One of the most critical realizations is that AI won't simply adapt to existing workflows - businesses must modify their processes to fully leverage AI capabilities. (10:07) Levy uses AI coding as an example, where engineers become "managers of AI agents" rather than writing code line-by-line. This fundamental shift in how work gets done is essential for achieving the promised productivity gains, and companies that resist this change will miss out on significant ROI opportunities.
The reliability of AI outputs depends heavily on providing high-quality, grounded context rather than relying on the model's general knowledge. (20:26) When AI agents work with existing enterprise data as source material - like PowerPoint templates, customer information, and company documents - accuracy rates can reach 99%. This approach nearly eliminates hallucinations and makes AI outputs trustworthy enough for professional use with minimal review time.
Despite broader skepticism, innovative startups are demonstrating extraordinary productivity gains through AI adoption. (22:06) Levy describes a nine-person startup that estimates it operates with the capacity of a 100-person company, with individual engineers producing the output of 5-20 traditional engineers. These companies work fundamentally differently, spending more time on specifications and architecture while letting AI agents handle implementation and focusing their effort on reviewing and managing agent outputs.

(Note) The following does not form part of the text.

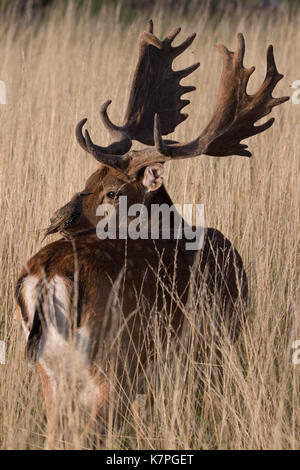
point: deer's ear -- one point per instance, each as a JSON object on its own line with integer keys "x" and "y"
{"x": 153, "y": 177}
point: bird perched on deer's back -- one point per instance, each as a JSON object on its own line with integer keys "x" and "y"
{"x": 67, "y": 216}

2025 marks the first year where AI agents can be seriously deployed at scale, representing the start of a decade-long transformation similar to the mobile revolution. (34:22) Unlike previous hype cycles, we now have the foundational architecture that works - the "iPhone moment" for agents has already arrived. However, like autonomous vehicles, it will require years of engineering refinement and real-world testing before reaching mainstream adoption across all industries.